Return a Skeptic Report with:

  1. Claims Inventory
    — numbered list of extracted claims
  2. Evidence Grades
    — table: Claim | Grade (Proven/Plausible/Asserted/Contradicted/Unfalsifiable) | Evidence Cited | Evidence Needed
  3. Optimism Bias Flags
    — specific patterns identified with the triggering text
  4. Weakest Claims
    — the 3-5 claims with the largest gap between confidence and evidence
  5. Overall Credibility
    — one of the four grades above, with a one-paragraph justification
  6. Evidence Collection Plan
    — for the weakest claims, what specific evidence would resolve the doubt

Named failure modes of this method

  • Cynicism spiral: Doubting everything equally instead of prioritizing claims that matter.

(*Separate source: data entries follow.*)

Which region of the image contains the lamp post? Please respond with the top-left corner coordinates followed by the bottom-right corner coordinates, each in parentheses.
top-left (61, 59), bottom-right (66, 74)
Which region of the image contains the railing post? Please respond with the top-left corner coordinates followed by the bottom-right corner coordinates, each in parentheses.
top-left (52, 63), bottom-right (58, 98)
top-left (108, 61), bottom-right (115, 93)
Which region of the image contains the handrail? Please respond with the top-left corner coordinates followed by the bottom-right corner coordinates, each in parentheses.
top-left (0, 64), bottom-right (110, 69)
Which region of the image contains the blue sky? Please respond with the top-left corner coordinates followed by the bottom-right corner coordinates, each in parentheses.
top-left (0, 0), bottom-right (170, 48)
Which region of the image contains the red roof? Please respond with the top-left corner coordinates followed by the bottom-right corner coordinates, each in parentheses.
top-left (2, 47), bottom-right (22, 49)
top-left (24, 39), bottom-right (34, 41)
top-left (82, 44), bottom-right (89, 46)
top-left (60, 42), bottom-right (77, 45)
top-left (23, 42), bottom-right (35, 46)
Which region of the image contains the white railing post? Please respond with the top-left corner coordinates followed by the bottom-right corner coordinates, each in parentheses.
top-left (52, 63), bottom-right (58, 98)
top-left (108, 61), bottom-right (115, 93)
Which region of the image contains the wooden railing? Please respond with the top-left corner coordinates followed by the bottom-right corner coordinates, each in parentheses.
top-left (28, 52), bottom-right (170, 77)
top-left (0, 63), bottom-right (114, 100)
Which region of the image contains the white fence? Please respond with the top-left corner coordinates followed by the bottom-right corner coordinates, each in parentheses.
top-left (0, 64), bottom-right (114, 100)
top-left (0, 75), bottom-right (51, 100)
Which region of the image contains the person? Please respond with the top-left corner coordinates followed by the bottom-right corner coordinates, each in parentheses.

Fix: focus skepticism on claims that drive decisions, not background context.
  • Demanding impossible proof: Requiring RCT-level evidence for reasonable engineering judgment. Fix: calibrate evidence expectations to the claim's impact—high-stakes claims need strong evidence, low-stakes claims need plausibility.
  • Missing the forest: Grading individual claims without assessing whether the overall argument holds even if some claims are weak. Fix: always include the overall credibility assessment.
  • Style policing: Flagging vague language when the underlying claim is actually well-supported elsewhere. Fix: check whether evidence exists before flagging weak phrasing.
  • Confirmation bias in review: Only challenging claims you disagree with while accepting others at face value. Fix: grade every claim, including ones that feel obviously true.

References

  • Kahneman, D. (2011). Thinking, Fast and Slow — cognitive biases in judgment
  • RFC 7282 (https://www.rfc-editor.org/rfc/rfc7282.html) — on consensus and objection handling in technical review
  • Tetlock, P. (2015). Superforecasting — calibrating confidence to evidence
  • Sagan, C. "Extraordinary claims require extraordinary evidence" — evidence proportionality principle

Failure handling

  • If the document is too short to contain meaningful claims, say so rather than manufacturing doubt.
  • If all claims are well-supported, report that the skeptic pass found high credibility—do not force criticism.
  • If the document is a brainstorm or early draft, adjust evidence expectations downward and note that a full skeptic pass requires a more developed proposal.